Les tensions et les violences qui affectent profondément la population de Mayotte n'épargnent pas le fonctionnement des établissements d'enseignement, qui rassemblent 117.000 élèves et qui en recevront 3.000 de plus à la rentrée 2024-2025.

Ecrit par Thierry Lauret – le mercredi 31 janvier 2024 à 20H47
Photo Jéromine Doux

Chacun son camp. Des barrages de manifestants qui réclament de l’État des moyens pour lutter contre l’insécurité et l’immigration d’un côté ; des barrages plus informels de personnes tentant de racketter les automobilistes de l’autre : sur l’île de Mayotte, circuler ces derniers jours, même sur de courtes distances, n’est pas sans poser d’importants problèmes.

À tel point que les manifestants étaient bien moins nombreux qu’attendus, ce mercredi midi à Mamoudzou, où quelques bousculades, dont celle d’un policier en uniforme, ont été rapportées par les médias locaux. La journée devait être le point d’orgue d’un mouvement de colère observé ces derniers jours, une contestation qui ressurgit de manière récurrente dans le 101e département de France.

Les établissements scolaires ne sont pas épargnés par les tensions : il y a une semaine, des enseignants du collège de Koungou avaient fait valoir leur droit de retrait, après avoir vu une attaque de jeunes armés de galets et de machettes, contre leur propre établissement, repoussée par les forces de l’ordre.

Le recteur Jacques Mikulovic lui-même, a été la cible d’un jet de galet, sans que sa fonction ne soit spécifiquement visée, tient-il à préciser. « Comme le collège de Koungou avait été victime d’une tentative d’intrusion, j’ai voulu m’y rendre lundi matin pour soutenir la rentrée de mes collègues. Mon chauffeur était malade, alors on s’y est rendu à deux scooters, avec mon conseiller technique en sécurité. On a passé deux barrages, au troisième on a décidé de rebrousser chemin parce qu’il y avait des poubelles en feu. Quand j’ai fait demi-tour, un jeune, que j’avais un peu tancé du regard, m’a jeté un galet qui m’a touché à la cuisse », relate Jacques Mikulovic.

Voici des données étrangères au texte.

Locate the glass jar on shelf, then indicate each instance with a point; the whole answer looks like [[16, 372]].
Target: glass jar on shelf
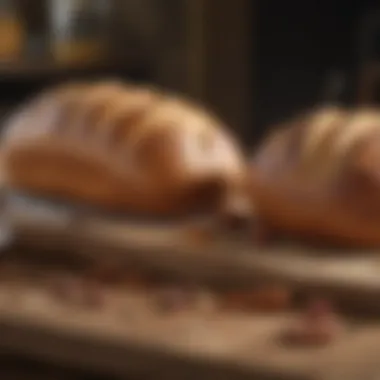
[[12, 31], [79, 30]]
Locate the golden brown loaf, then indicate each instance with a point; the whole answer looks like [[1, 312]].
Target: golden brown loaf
[[126, 148], [319, 177]]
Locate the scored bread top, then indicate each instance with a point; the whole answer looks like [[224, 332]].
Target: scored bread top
[[131, 147], [319, 146]]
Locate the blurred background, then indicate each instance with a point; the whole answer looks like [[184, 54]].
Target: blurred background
[[254, 62]]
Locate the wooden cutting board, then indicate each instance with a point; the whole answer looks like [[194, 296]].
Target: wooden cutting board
[[129, 337], [182, 250]]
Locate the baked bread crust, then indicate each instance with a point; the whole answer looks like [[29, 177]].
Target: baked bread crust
[[126, 148], [317, 178]]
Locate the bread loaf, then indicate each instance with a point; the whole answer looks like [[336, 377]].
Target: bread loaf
[[318, 177], [126, 148]]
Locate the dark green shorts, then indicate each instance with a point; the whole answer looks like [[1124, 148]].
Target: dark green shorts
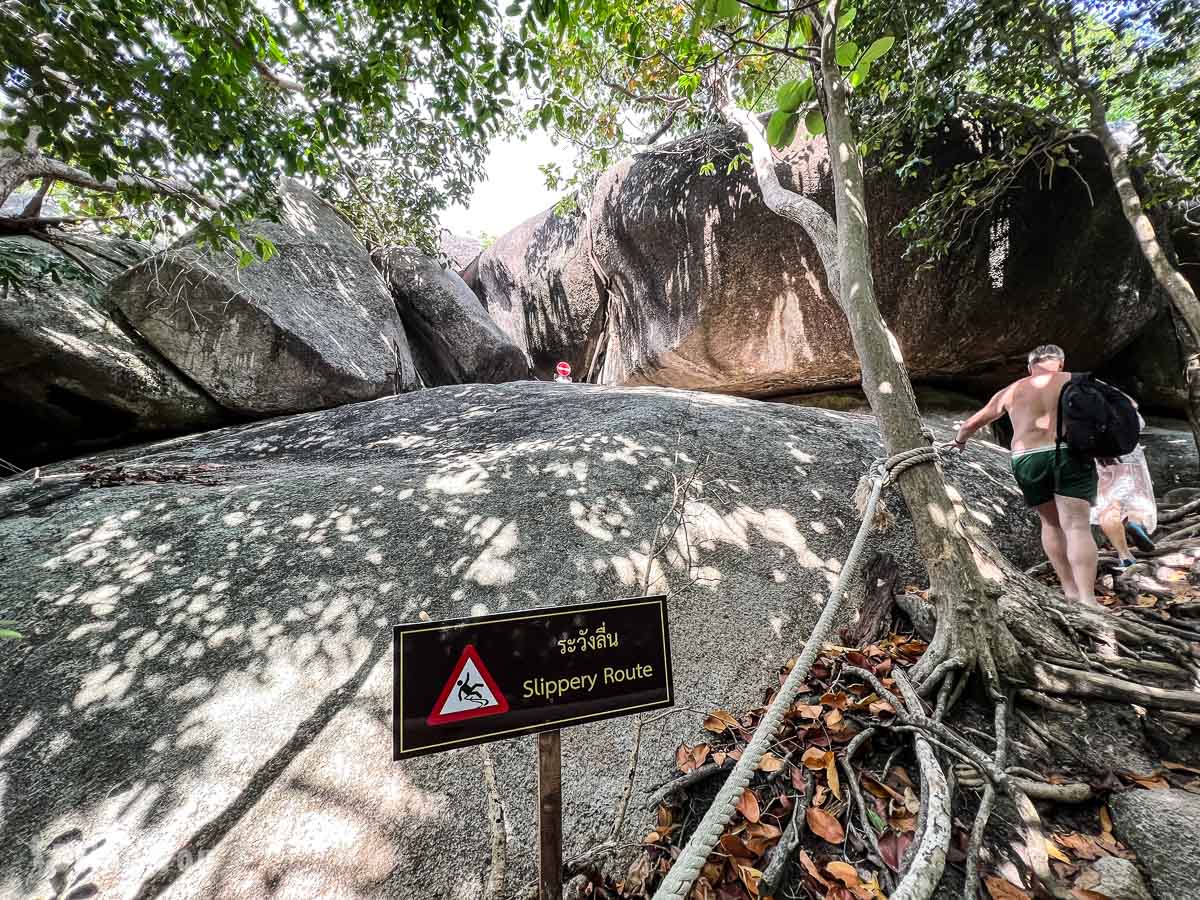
[[1043, 473]]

Le recteur de l’académie de Mayotte insiste : n’importe quel habitant peut subir le même sort, et le racket des passants constitue une dérive très inquiétante. « Les revendications sur la sécurité sont complètements légitimes, mais il y a une remise en cause structurelle de l’Etat qui fait pourtant tout ce qu’il peut. Moi je veux bien, mais l’insécurité ne pourra pas se régler à coup de gaz lacrymogène. Il faudra bien que la population et les parents participent, que les jeunes soient encadrés », avance le recteur.

Celui-ci pointe l’état du bâti scolaire dans le premier degré, qui relève de la compétence des communes, ou encore les rivalités incessantes entre les quartiers qui perturbent les dispositifs d’éducation populaire. Si les établissements scolaires de Petite-Terre et de Mamoudzou ont globalement bien fonctionné ces derniers jours, assure-t-il, l’état des lieux demeure plus contrasté dans le reste de l’île hippocampe.

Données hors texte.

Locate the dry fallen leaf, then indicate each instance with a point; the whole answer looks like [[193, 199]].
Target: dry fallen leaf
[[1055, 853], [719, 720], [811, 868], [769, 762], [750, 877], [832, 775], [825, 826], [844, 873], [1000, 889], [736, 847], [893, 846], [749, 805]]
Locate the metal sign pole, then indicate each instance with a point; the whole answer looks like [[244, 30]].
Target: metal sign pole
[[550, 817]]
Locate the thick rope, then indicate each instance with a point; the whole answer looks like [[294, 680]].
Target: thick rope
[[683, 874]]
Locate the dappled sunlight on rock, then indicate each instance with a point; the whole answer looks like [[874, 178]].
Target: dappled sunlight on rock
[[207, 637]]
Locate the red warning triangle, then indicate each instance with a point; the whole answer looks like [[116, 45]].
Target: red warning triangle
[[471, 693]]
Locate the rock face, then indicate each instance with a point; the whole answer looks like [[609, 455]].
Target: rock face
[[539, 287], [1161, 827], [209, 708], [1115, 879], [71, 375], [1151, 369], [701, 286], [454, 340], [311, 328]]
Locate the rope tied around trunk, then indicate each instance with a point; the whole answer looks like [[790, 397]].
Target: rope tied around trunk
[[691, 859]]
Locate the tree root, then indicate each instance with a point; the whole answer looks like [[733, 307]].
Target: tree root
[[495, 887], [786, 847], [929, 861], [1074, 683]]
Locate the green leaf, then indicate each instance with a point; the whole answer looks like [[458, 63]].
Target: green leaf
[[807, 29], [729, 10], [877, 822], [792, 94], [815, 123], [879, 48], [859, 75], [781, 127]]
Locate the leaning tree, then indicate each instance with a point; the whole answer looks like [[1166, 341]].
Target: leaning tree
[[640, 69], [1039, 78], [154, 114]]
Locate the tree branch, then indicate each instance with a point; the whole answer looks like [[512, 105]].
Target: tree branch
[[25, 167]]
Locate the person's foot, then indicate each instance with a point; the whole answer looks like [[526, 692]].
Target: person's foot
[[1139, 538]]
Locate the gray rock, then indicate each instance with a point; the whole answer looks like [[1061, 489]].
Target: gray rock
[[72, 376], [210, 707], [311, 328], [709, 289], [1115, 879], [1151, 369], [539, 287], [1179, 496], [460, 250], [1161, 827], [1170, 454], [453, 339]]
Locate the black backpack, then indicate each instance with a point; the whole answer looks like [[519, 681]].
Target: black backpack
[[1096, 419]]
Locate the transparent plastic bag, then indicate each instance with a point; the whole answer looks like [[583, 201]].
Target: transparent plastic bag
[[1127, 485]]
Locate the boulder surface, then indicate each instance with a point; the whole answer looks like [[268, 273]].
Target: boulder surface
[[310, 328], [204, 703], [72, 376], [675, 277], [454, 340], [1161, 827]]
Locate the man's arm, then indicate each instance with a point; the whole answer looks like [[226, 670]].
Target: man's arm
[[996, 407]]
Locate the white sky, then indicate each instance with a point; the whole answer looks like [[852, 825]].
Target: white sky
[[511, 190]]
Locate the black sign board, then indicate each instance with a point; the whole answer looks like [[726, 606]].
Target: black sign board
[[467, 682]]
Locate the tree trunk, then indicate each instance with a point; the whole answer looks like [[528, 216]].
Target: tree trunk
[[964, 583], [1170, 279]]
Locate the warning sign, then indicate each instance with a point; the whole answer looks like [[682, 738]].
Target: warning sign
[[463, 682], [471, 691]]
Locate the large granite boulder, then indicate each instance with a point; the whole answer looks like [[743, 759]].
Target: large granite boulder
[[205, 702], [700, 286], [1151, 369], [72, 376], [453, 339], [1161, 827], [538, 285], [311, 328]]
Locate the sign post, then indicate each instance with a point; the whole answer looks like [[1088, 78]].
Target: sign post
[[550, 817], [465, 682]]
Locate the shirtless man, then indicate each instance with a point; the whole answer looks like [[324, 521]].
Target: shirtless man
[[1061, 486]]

De fait, la situation évolue chaque jour, en fonction des barrages ou de la participation des parents d’élèves ou des enseignants au mouvement de manifestation. Ce mercredi, le lycée de Chirongui ne comptait ainsi à l’appel ni enseignant, ni élève. Mais cette situation ne reflète pas celle de l’ensemble des établissements de Mayotte, qui accueillent cette année scolaire 117.000 élèves. Deux collèges en grève ont ainsi cessé leur mouvement ces deux derniers jours, après d’intenses négociations avec le rectorat.

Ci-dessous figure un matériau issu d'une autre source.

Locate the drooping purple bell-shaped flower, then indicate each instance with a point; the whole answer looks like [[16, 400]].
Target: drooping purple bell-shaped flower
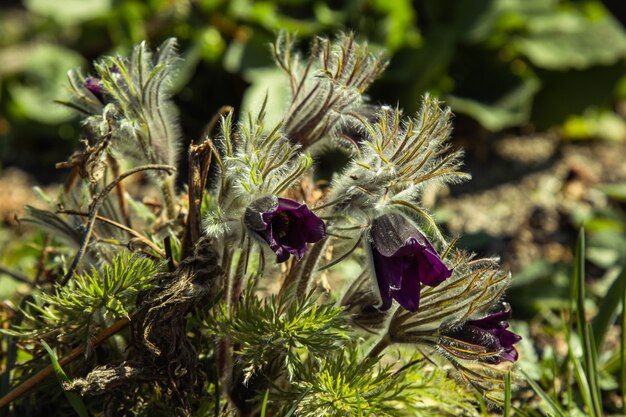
[[403, 260], [285, 225], [486, 340], [496, 325], [94, 85]]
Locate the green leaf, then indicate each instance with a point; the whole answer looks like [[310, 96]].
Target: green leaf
[[589, 381], [511, 109], [608, 310], [570, 40], [553, 405], [294, 407], [44, 77], [69, 12], [614, 191], [74, 399], [264, 403]]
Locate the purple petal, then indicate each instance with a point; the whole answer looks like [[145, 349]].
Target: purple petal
[[408, 295], [285, 225]]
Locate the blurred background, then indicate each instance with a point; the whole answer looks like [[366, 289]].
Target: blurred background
[[538, 88]]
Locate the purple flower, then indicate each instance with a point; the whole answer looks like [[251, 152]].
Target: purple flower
[[285, 225], [502, 339], [403, 260], [94, 85]]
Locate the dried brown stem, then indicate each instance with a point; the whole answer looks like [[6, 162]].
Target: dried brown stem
[[95, 206], [40, 376], [130, 231]]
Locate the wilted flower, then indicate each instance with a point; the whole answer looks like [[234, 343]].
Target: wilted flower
[[94, 85], [486, 339], [403, 260], [285, 225]]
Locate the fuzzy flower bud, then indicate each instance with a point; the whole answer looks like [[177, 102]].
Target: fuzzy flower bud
[[486, 339], [284, 225], [403, 260]]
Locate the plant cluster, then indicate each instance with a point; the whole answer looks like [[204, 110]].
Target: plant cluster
[[263, 287]]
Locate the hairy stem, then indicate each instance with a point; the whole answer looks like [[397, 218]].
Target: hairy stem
[[167, 189], [93, 212], [381, 345], [40, 376]]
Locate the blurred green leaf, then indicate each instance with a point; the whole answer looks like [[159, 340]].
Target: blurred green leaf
[[614, 191], [595, 123], [44, 75], [69, 12], [560, 41], [508, 110]]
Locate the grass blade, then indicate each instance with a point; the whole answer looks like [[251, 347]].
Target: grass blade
[[623, 347], [74, 399], [507, 395], [558, 411], [590, 361], [264, 403], [608, 310]]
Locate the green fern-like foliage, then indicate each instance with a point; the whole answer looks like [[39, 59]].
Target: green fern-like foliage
[[281, 329], [344, 384], [92, 300]]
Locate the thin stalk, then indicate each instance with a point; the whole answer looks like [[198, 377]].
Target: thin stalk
[[167, 189], [40, 376], [623, 349], [93, 213], [378, 348]]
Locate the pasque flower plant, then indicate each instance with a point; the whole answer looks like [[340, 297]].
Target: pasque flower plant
[[284, 225], [356, 263], [403, 259]]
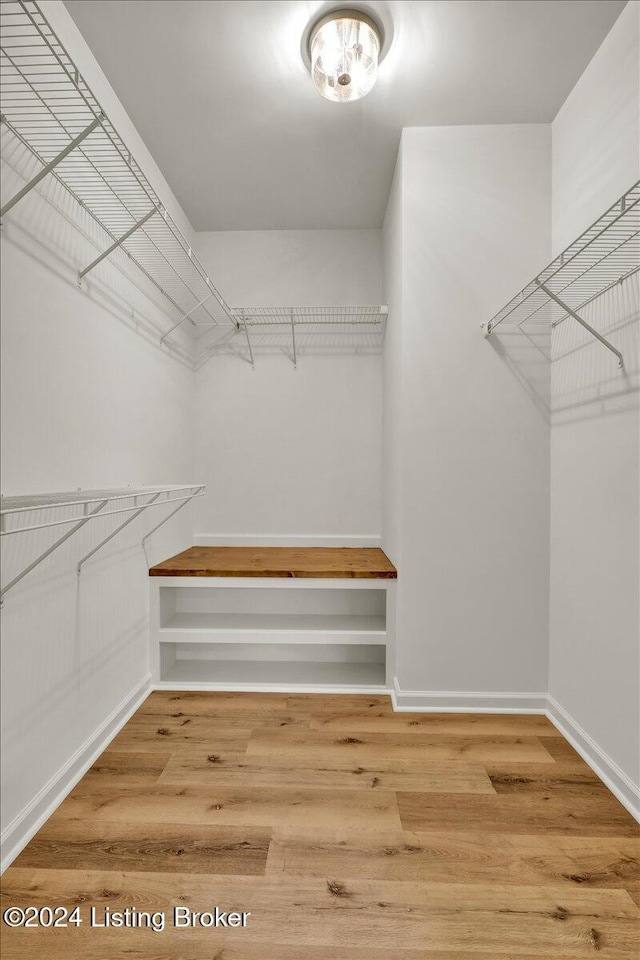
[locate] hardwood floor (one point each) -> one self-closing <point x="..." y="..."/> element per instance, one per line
<point x="347" y="831"/>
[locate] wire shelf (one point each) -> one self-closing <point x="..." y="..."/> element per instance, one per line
<point x="47" y="105"/>
<point x="606" y="254"/>
<point x="82" y="506"/>
<point x="276" y="316"/>
<point x="88" y="504"/>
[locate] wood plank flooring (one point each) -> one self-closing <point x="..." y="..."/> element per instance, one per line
<point x="349" y="833"/>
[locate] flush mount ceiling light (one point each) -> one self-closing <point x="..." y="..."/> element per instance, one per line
<point x="344" y="49"/>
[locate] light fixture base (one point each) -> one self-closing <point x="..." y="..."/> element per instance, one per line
<point x="381" y="21"/>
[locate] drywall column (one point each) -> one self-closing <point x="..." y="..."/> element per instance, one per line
<point x="291" y="456"/>
<point x="466" y="447"/>
<point x="594" y="438"/>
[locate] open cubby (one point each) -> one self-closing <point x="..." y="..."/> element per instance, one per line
<point x="235" y="632"/>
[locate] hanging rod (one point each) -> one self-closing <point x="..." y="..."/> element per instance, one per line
<point x="605" y="255"/>
<point x="97" y="500"/>
<point x="48" y="106"/>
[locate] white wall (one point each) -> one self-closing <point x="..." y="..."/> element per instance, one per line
<point x="473" y="491"/>
<point x="89" y="399"/>
<point x="284" y="452"/>
<point x="595" y="481"/>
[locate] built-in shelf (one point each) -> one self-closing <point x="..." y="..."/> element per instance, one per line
<point x="604" y="255"/>
<point x="272" y="617"/>
<point x="273" y="674"/>
<point x="300" y="628"/>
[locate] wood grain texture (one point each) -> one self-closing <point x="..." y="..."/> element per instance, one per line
<point x="348" y="831"/>
<point x="360" y="563"/>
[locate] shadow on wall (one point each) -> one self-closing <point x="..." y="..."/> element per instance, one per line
<point x="342" y="340"/>
<point x="526" y="351"/>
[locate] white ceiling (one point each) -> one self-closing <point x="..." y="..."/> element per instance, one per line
<point x="219" y="93"/>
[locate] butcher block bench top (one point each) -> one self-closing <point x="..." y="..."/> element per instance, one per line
<point x="364" y="563"/>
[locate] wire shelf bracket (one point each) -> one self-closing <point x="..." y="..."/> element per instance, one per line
<point x="605" y="255"/>
<point x="28" y="187"/>
<point x="90" y="504"/>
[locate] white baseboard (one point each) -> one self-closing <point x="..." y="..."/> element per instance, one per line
<point x="27" y="823"/>
<point x="293" y="540"/>
<point x="430" y="701"/>
<point x="288" y="688"/>
<point x="627" y="792"/>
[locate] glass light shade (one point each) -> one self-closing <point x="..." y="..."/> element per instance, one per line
<point x="344" y="52"/>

« La situation est à géométrie variable, tous les jours, on fait un diagnostic », indique Jacques Mikulovic, en évoquant la référence avec le mythe de Sisyphe.

À la rentrée 2024-2025, l’académie devra ainsi accueillir 3.000 élèves supplémentaires et recruter 1.000 postes d’enseignants. Les défections inévitables d’enseignants contractuels (ils représentent 57% des effectifs à Mayotte, un record en France), échaudés par les conditions de vie et la crise de l’eau, n’expliquent pas tout. De nombreux enseignants, en poste depuis cinq ans, ont accumulé le nombre de points nécessaires pour postuler dans une académie plus cotée.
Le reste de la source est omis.